# Random uncertainties

1. Sep 17, 2010

### Niles

Hi

In http://sl-proj-bi-specification.web...pecification/Activities/Glossary/techglos.pdf it says that: ... if the sources of uncertainties are numerous, the Gaussian distribution is generally a good approximation.

I don't quite understand why. The Central Limit Theorem (CLT) only says that if we have a sum S of N random variables, then S will be Gaussian for very large N. So the CLT does not explain the above. In that case, where does the statement come from?

Best,
Niles.

2. Sep 17, 2010

The general interpretation is that the effects of those uncertainties are additive - that's where the CLT comes in.

3. Sep 17, 2010

### Niles

But that would only explain why the errors are Gaussian, not why the measured variable is Gaussian.

4. Sep 17, 2010

If the problem is a location problem, the "model" can be described as

Variable = Mean value + Random error

with "Mean value" a constant. Since the random error is Gaussian, so is the variable.

5. Sep 17, 2010

### Niles

I am not sure I understand what you mean by "location problem". In my case we are talking about measured speeds.

6. Sep 17, 2010

A "location problem" simply means you are trying to determine the mean value of a variable. A mean is one type of measure of location, or measure of center.

I don't know exactly what type of problem you're involved in: my posts above were

1) to show how the Gaussian distribution arises from the "many sources of uncertainty"
2) to show one way in which a measured random quantity can be assumed to have a gaussian distribution

7. Sep 17, 2010

### Niles

Ok, I understand. In post #2 and #4 you use "error" and "uncertainty" interchangeably.
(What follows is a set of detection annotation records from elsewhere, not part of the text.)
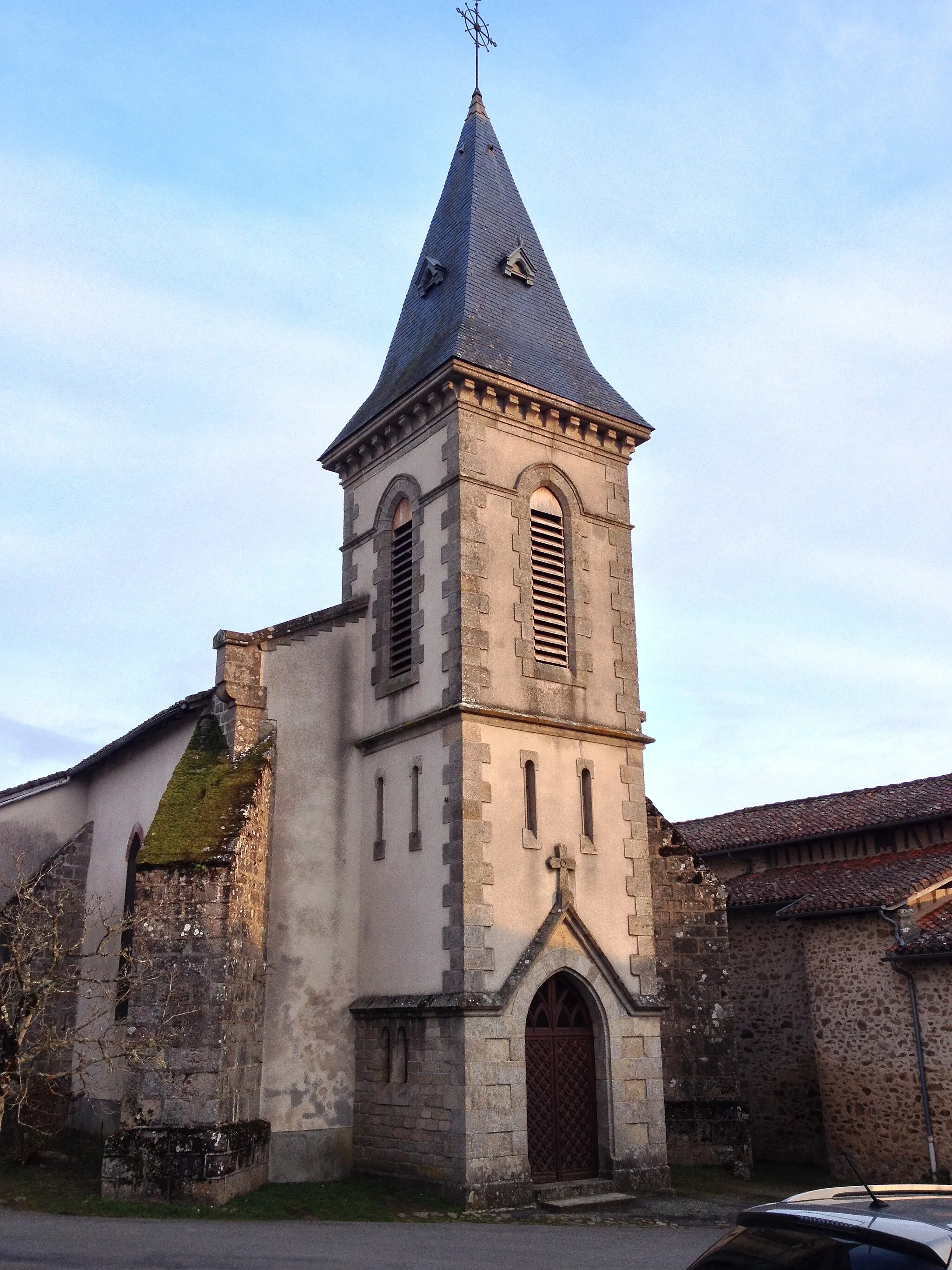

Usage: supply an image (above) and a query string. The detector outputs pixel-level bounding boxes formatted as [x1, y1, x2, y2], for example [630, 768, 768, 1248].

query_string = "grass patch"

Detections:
[672, 1162, 837, 1204]
[0, 1133, 460, 1222]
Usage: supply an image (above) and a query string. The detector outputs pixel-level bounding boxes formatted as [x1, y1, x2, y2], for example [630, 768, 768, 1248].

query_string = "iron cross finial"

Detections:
[456, 0, 496, 93]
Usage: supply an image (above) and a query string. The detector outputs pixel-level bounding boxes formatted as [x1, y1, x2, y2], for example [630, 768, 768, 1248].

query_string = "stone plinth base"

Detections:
[664, 1098, 750, 1176]
[612, 1164, 672, 1195]
[103, 1120, 271, 1205]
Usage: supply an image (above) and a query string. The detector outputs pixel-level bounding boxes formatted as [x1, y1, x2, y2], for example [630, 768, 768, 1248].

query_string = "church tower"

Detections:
[318, 90, 667, 1206]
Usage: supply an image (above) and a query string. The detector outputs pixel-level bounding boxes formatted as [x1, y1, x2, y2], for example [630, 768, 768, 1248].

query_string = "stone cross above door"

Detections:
[546, 842, 575, 908]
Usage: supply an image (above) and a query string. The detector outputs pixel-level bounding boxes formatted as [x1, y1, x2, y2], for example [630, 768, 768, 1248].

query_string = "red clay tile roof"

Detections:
[726, 846, 952, 917]
[676, 773, 952, 856]
[892, 899, 952, 956]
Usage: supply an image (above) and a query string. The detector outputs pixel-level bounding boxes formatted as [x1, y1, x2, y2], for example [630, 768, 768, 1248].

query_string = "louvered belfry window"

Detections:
[390, 498, 414, 678]
[529, 486, 569, 665]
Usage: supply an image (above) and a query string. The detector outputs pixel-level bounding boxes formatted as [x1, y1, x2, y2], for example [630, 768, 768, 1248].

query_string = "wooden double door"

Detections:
[525, 974, 598, 1183]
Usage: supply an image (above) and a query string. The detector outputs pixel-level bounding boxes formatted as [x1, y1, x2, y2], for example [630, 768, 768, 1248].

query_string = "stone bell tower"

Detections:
[321, 90, 667, 1205]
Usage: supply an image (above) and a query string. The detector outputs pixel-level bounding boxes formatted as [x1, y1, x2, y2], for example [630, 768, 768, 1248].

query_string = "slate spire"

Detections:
[330, 89, 645, 450]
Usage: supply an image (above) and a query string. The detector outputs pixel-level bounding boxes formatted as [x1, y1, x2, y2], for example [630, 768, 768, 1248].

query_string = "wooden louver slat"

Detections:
[390, 521, 414, 678]
[529, 507, 569, 665]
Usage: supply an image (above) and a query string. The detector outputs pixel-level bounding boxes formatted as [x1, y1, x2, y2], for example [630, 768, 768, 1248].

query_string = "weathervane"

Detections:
[456, 0, 496, 93]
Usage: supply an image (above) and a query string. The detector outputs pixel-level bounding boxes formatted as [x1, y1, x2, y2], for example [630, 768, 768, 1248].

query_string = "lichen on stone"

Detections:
[137, 715, 273, 866]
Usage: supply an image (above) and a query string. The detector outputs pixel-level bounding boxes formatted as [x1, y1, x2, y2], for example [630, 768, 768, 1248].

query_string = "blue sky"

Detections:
[0, 0, 952, 818]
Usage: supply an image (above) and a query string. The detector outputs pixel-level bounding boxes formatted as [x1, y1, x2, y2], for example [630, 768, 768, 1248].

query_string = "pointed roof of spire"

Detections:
[329, 89, 645, 450]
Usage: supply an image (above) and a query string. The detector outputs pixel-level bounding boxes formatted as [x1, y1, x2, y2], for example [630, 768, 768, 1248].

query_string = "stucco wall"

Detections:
[728, 908, 826, 1164]
[260, 620, 365, 1181]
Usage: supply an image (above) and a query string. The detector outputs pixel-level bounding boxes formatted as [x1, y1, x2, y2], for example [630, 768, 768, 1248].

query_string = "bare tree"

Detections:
[0, 836, 188, 1158]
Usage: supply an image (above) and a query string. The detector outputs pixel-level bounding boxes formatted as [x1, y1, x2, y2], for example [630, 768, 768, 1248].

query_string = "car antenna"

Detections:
[843, 1150, 888, 1208]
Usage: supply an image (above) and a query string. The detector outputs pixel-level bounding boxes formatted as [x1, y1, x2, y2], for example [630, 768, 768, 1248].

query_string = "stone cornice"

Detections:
[354, 702, 655, 754]
[350, 899, 667, 1018]
[320, 359, 651, 485]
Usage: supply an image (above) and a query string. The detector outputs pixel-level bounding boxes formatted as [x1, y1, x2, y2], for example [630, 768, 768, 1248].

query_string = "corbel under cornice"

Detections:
[320, 359, 651, 485]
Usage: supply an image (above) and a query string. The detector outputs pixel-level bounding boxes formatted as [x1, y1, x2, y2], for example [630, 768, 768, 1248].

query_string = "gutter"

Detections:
[879, 904, 939, 1183]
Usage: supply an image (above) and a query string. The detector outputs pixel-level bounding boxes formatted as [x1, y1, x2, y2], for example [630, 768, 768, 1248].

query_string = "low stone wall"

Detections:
[103, 1120, 271, 1204]
[807, 914, 952, 1183]
[648, 806, 750, 1176]
[351, 950, 670, 1208]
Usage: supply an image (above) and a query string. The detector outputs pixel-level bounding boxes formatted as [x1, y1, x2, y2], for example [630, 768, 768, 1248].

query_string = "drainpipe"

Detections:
[879, 908, 938, 1183]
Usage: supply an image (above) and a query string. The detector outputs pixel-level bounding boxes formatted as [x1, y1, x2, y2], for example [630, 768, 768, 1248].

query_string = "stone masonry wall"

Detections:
[648, 804, 750, 1175]
[2, 822, 93, 1133]
[730, 909, 826, 1166]
[353, 1016, 463, 1187]
[122, 763, 271, 1128]
[807, 914, 952, 1183]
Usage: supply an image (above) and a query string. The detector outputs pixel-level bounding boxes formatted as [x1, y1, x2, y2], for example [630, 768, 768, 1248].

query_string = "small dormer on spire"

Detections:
[500, 234, 536, 287]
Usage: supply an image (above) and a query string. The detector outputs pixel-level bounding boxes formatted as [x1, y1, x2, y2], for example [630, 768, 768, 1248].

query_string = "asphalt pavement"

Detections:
[0, 1210, 725, 1270]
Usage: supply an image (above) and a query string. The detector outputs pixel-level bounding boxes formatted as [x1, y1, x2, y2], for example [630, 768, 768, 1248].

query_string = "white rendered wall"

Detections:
[359, 731, 450, 996]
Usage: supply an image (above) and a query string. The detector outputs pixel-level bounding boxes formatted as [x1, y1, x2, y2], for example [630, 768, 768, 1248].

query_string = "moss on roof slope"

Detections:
[137, 715, 273, 865]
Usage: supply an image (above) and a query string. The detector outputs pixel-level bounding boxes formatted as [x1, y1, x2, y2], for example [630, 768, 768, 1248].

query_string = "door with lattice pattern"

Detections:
[525, 974, 598, 1183]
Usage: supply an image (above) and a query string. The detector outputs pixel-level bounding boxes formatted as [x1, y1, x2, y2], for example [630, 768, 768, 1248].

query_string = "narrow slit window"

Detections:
[373, 776, 386, 860]
[582, 767, 595, 842]
[524, 758, 538, 833]
[390, 498, 414, 678]
[410, 763, 420, 851]
[529, 486, 569, 667]
[394, 1027, 406, 1084]
[115, 834, 142, 1024]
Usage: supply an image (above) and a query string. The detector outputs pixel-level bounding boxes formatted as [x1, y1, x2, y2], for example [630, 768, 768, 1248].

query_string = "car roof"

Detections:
[738, 1185, 952, 1266]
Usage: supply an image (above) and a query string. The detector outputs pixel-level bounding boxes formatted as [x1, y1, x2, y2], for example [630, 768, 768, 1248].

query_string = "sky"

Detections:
[0, 0, 952, 819]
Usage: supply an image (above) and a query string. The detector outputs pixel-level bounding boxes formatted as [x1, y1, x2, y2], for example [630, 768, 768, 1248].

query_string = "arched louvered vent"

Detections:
[529, 486, 569, 665]
[390, 498, 414, 678]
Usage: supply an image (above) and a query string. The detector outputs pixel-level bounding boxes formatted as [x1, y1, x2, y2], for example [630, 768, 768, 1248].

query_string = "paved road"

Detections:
[0, 1211, 723, 1270]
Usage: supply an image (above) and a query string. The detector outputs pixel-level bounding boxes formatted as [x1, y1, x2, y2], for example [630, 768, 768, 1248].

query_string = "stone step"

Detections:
[533, 1177, 632, 1209]
[538, 1191, 635, 1213]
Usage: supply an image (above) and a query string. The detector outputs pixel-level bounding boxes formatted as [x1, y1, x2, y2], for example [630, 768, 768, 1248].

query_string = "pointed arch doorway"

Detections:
[525, 973, 598, 1183]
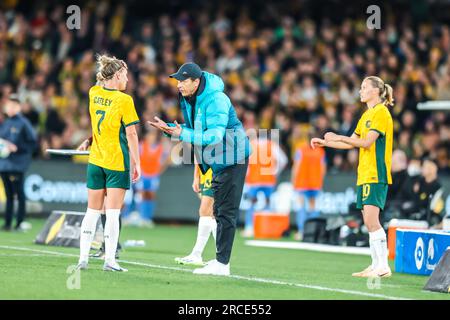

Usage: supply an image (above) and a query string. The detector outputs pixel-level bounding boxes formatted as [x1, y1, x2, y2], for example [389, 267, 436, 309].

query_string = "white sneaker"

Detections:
[175, 254, 205, 266]
[103, 262, 128, 272]
[241, 229, 253, 238]
[77, 261, 88, 270]
[194, 260, 230, 276]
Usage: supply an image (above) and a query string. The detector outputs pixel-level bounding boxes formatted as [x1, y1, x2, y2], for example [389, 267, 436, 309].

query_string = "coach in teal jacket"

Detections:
[151, 63, 251, 275]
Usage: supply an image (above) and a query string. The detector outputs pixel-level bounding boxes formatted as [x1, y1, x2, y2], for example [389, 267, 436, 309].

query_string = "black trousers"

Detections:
[211, 162, 248, 264]
[1, 172, 26, 228]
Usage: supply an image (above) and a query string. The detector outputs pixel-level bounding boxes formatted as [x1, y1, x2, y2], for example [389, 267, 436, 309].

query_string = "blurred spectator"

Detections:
[403, 158, 443, 225]
[0, 95, 37, 231]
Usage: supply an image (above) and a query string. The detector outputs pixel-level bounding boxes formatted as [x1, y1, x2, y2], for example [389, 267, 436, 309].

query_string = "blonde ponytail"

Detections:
[364, 76, 394, 107]
[381, 83, 394, 107]
[96, 54, 127, 85]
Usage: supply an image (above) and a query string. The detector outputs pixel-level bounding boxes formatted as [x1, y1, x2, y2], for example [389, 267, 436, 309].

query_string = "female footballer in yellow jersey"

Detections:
[78, 55, 141, 271]
[311, 76, 394, 277]
[175, 165, 217, 266]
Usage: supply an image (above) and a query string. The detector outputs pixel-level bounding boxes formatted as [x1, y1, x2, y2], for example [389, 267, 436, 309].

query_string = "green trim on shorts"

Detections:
[200, 184, 214, 198]
[356, 183, 388, 210]
[375, 135, 388, 184]
[86, 163, 131, 190]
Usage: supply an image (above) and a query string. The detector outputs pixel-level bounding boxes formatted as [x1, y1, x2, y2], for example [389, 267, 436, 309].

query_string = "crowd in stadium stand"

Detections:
[0, 1, 450, 173]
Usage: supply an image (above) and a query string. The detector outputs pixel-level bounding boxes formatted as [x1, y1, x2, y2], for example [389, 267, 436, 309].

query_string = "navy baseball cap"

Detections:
[169, 62, 202, 81]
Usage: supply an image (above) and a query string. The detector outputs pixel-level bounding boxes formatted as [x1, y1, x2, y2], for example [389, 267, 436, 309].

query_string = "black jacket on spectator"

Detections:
[0, 113, 37, 173]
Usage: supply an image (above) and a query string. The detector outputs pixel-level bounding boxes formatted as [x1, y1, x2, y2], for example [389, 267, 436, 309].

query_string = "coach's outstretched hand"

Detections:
[324, 132, 339, 142]
[147, 116, 170, 134]
[311, 138, 326, 149]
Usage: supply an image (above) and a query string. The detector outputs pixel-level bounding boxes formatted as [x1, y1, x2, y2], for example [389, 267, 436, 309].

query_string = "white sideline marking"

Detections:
[0, 245, 411, 300]
[245, 240, 370, 256]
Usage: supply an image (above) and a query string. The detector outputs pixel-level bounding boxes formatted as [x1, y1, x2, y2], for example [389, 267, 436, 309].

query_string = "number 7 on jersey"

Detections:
[95, 110, 106, 135]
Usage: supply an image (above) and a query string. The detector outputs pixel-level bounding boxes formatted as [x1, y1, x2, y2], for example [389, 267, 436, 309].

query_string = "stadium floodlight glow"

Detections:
[417, 100, 450, 110]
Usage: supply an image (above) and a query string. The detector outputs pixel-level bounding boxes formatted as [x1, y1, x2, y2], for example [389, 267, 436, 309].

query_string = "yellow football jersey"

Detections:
[355, 103, 393, 186]
[89, 86, 139, 171]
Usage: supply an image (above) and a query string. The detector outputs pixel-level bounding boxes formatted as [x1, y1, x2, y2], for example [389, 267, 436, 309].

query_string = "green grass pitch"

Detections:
[0, 219, 450, 300]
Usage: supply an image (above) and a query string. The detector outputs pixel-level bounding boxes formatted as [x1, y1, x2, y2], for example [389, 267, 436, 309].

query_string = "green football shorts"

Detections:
[87, 163, 131, 190]
[356, 183, 388, 210]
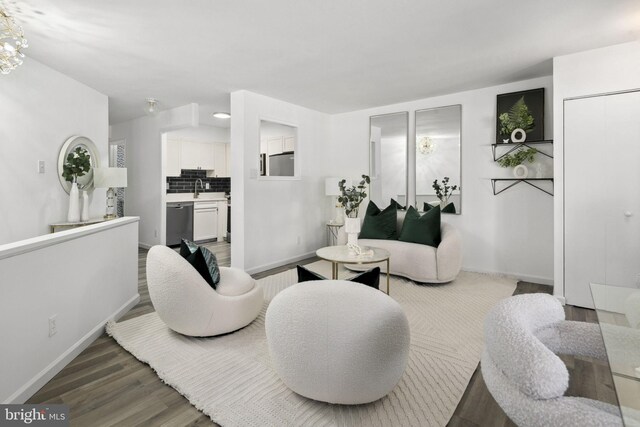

Does

Variable = Mean value + Uncertainty

also hold for a location problem?

Best,
Niles.

8. Sep 17, 2010

I guess - the main idea is that the variable is a constant value + some unmeasurable random behavior, which is often modeled by a normal (Gaussian) distribution.

An approach slightly more general than the location model is given by

Variable = Model + Error

where Model'' is some deterministic (non-random) expression. Consider multiple regression:

$$Y = \underbrace{\beta_0 + \beta_1 x_1 + \dots + \beta_p x_p}_{\text{Model}} + \varepsilon$$

with $\varepsilon$ is the random error component

Last edited: Sep 17, 2010
9. Sep 17, 2010

### Niles

Thanks, it was very kind of you.

Best wishes,
Niles.